では、港川人はどんな場所で生活をしていたのでしょうか?
現在も港川人に関する発掘調査は、国立科学博物館、東京大学、沖縄の地元研究者によって結成された「沖縄更新世遺跡調査団」と、「沖縄県立博物館・美術館」によって続けられています。ガンガラーの谷内にある「武芸洞」は、港川人発見場所から近く、付近には川も流れ、東西に二つの入口がある明るく乾燥した洞窟です。旧石器時代の生活場所として好条件であるとの見方から、2007年から調査対象場所となりました。

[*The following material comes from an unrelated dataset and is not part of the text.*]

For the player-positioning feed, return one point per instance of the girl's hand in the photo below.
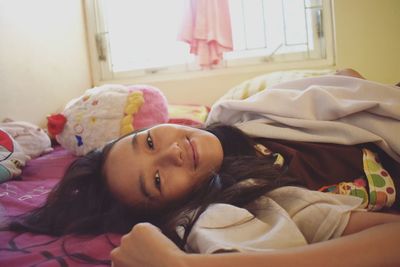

2007年、2008年の調査では数多くの土器や化石が発見されました。
沖縄島南部初の約7千年前の爪形文土器片や、約4千年前の火を焚いた炉の跡、
大量のイノシシ骨などが掘り出され、遂には洞窟の中から石の棺に入った
人骨が出てきました。約3千年前の石の棺が地表面のすぐ下から発見されたのです。
保存状態も素晴らしいこの化石たちは、
たくさんの情報を科学者たちに提供してくれています。
これまでの調査で、武芸洞は約7千年前から
人々の生活の場所として利用されていたことが明らかになりました。
2009年からは調査範囲を
ケイブカフェ(サキタリ洞)のほうに移し、
約9千年前の押引文土器、
約1万4千年前の石器、
約2万3千年前の世界最古の釣り針などが
発見されています。
数多くの化石が発見されており、
ガンガラーの谷付近いた人類の事実が、
毎年少しずつ明らかになっています。
風雨にさらされないこの場所は、化石の宝庫とも言われています。
まだ掘り進んでいないその下には、
古代の生活跡が残されているかも知れません。
私たちはまだ、ほんの一部しか知らないのです。
今後も続く発掘調査で、ガンガラーの谷に眠る日本人のルーツの謎が
解き明かされていくのかもしれません。